Analysts suggest it can’t. The financial results following the previous ad campaign, also shot by Leibovitz, which starred Dame Helen Mirren, artist Tracey Emin and Save the Children International chief executive Jasmine Whitbread, show that like-for-like general merchandise sales, mainly clothing, fell 2.1% in the 13 weeks to December 28. And the ad campaign coincided with the crucially important new direction autumn 13 collection, which focused on bringing in more trend-led and quality pieces.
“Marks & Spencer has invested heavily in their marketing campaigns and it’s not really led to any great uplift in results,” says Honor Westnedge, senior retail analyst at Verdict.
“It’s not really paid off. Yes, it’s another very diverse group in the ad campaign and it crosses every segment and a large customer base but does it really resonate with them? Are customers aspiring to dress like them?”
Despite the drop in general merchandise sales – M&S doesn’t split out womenswear sales over the period – a spokeswoman for the retailer says that the first campaign proved popular with customers.
“Our customer insights teams found that customers loved the campaign. They liked the boldness and the products featured were really popular. Specific items within the campaign sold really well.”
She adds that “top items” featured in the ad campaign enjoyed over an 80% sell through rate, selling 17,500 of the tweed jumpers worn by Dame Helen Mirren while 19,000 of its tartan miniskirts flew off the rails.
Interbrand executive director Liz Engelsen is a fan of the cross section of inspirational women featured in the latest campaign, adding that she “loves their background and how they blend together”. She adds: “It’s good at showcasing individual styles, such as Rita Ora’s which is edgy.”
However, she says she would prefer for the campaign to reallly underline what makes the models an inspirational bunch of women.
“I’d like them to offer advice and tips not just on fashion and styling but how to become an inspirational woman. They need to talk about what makes Rachel Khoo an inspiring chef. There should be a full inside story.”
Rather than pouring millions into its womenswear ad campaigns, Westnedge suggests that Marks & Spencer should focus more heavily on its getting its womenswear products right.
“The campaign shows the key pieces in action…but before they even focus on the ad campaign, Marks & Spencer needs to think about who they are targeting and hone down who they want to target. It’s not going to be a successful ad campaign before they do that.”
The underlining theme from analysts and brand experts is that the retailer really needs to discover who their core Mark & Spencer is and focus on them.
Ashma Kunde, apparel analyst at Euromonitor International says: “I understand where they’re coming from with the best of British-style concept and saying women from all walks of life can wear their products but it’s confusing. It’s quite hard for a brand to be all things. There’s a group of inspiring women but it’s hard to define who their consumer actually is.”
Still, the divisive ad campaign has caught Engelsen’s attention as a consumer. She’s already eyeing up the vest top worn by Rita Ora.

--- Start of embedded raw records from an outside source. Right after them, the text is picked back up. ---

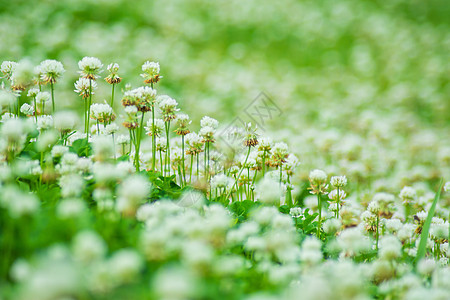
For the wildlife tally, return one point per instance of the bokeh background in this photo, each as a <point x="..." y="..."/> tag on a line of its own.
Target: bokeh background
<point x="363" y="85"/>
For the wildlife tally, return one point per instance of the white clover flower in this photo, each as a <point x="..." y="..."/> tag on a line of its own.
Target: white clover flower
<point x="70" y="208"/>
<point x="65" y="120"/>
<point x="125" y="265"/>
<point x="168" y="107"/>
<point x="296" y="212"/>
<point x="7" y="68"/>
<point x="408" y="194"/>
<point x="43" y="97"/>
<point x="22" y="75"/>
<point x="390" y="248"/>
<point x="122" y="139"/>
<point x="183" y="120"/>
<point x="131" y="193"/>
<point x="102" y="112"/>
<point x="265" y="144"/>
<point x="90" y="67"/>
<point x="221" y="181"/>
<point x="447" y="186"/>
<point x="158" y="129"/>
<point x="207" y="121"/>
<point x="291" y="163"/>
<point x="317" y="176"/>
<point x="44" y="122"/>
<point x="50" y="70"/>
<point x="27" y="109"/>
<point x="338" y="181"/>
<point x="71" y="185"/>
<point x="311" y="253"/>
<point x="85" y="87"/>
<point x="194" y="142"/>
<point x="113" y="68"/>
<point x="84" y="164"/>
<point x="32" y="92"/>
<point x="19" y="203"/>
<point x="175" y="283"/>
<point x="151" y="72"/>
<point x="131" y="110"/>
<point x="111" y="128"/>
<point x="333" y="195"/>
<point x="6" y="98"/>
<point x="13" y="130"/>
<point x="207" y="133"/>
<point x="268" y="191"/>
<point x="352" y="242"/>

But a glance at the retailer’s Facebook indicates a lot of frustrated customers. One customer Deana Craig posted: “No No No. We don’t need or want leading lady ads etc. We want nice designs, good prices and masses of choice!” [sic] while another, Karen Lowe wrote: “Perhaps the money you could save with celebrity emdorsments would be better spent on your designs and quality? Why not use REAL women to show other REAL women what it looks like on them?”
Marks & Spencer has brought in its own leading lady in style director Belinda Earl who has been rejigging its clothing department, and is spending millions on advertising in order to revive its flagging womenswear department. However, perhaps it’s still in need of a bit of inspiration itself.